If you’ve never heard of Information Theory, it was published in 1948 by Claude Shannon in a scientific paper titled, “A Mathematical Theory of Communication” for Bell Labs. Claude Shannon is the person who taught us all the word “bit”. What most people don’t realize is that the Bit is the fundamental unit of Uncertainty. A bit is the least amount of information you can possibly know—it’s either yes or no, true or false, 1 or 0.
A Byte is 8 units of uncertainty, which is why the pixels in our televisions can only be adjusted from 0-255 (2^8 possibilities). A Megabyte is approximately a million units of uncertainty and a Gigabyte is approximately a billion units of uncertainty.
In Information Theory, uncertainty is known as Entropy. Claude Shannon borrowed the term “entropy” from Statistical Mechanics, which also uses “entropy” to mean uncertainty. Statistical Mechanics borrowed “entropy” from Thermodynamics, which uses “entropy” to define the amount of chaos, or disorder, within a closed system. We’ll talk more about entropy in the story, “Moth and Rust”.
In his “Mass-Energy-Information equivalence” paper, Melvin Vopson formally proposes that Information is the first state of matter—then Solid, Liquid, Gas, or Plasma.

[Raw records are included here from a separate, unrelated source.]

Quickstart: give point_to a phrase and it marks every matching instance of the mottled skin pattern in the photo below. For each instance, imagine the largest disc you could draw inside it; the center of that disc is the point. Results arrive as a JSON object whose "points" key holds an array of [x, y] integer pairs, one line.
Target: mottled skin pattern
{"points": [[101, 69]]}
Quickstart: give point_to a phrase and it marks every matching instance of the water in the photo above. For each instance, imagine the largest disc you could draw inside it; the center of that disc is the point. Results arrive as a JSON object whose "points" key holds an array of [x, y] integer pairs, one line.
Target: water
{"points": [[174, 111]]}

Duh, isn’t that how the Matrix works? Just kidding, Vopson is way smarter than me. I don’t understand all the math in his paper, so here’s the best explanation I’ve found for his mind-blowing work.
Using a lot of complex math and a few assumptions, Vopson has determined that every elementary particle in the observable universe has the equivalent of 1.509 bits of encoded information. This is only possible because Information Theory states that information is physical, and all physical systems register information.

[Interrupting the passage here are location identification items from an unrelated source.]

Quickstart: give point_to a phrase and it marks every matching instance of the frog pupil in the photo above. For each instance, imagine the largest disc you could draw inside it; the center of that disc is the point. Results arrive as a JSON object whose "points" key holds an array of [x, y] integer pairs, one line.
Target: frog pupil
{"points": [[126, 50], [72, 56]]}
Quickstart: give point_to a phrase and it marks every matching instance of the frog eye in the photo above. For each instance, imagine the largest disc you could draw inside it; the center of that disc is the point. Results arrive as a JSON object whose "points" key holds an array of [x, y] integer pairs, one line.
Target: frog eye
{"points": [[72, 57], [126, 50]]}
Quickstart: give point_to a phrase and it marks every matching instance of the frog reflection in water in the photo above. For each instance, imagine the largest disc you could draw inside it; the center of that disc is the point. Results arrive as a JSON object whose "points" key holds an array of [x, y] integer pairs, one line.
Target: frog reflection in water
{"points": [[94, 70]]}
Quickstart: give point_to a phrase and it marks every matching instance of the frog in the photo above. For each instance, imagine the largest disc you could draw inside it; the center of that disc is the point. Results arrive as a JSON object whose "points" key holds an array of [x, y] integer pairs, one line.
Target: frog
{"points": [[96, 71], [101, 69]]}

Vopson then used the temperature of all the baryonic matter in the universe (including galaxies, black hole radiation, and interstellar mediums) to estimate that our universe could be represented by 7.5x10^59 zettabytes of information. That number looks like this:
7,500,000,000,000,000,000,000,000,000,000,000,000,000,000,000,000,000,000,000,000 zettabytes
For comparison, the world’s population only produced about 64.2 zettabytes of data in all of 2020. If the universe is hosted by a Quantum Mechanical Server, its informational capacity is beyond our comprehension. 🤯
scientists: Here marks the end of the explainable universe for (modern) Western Science. There are no more pieces of reality smaller than the information within quantum voxels.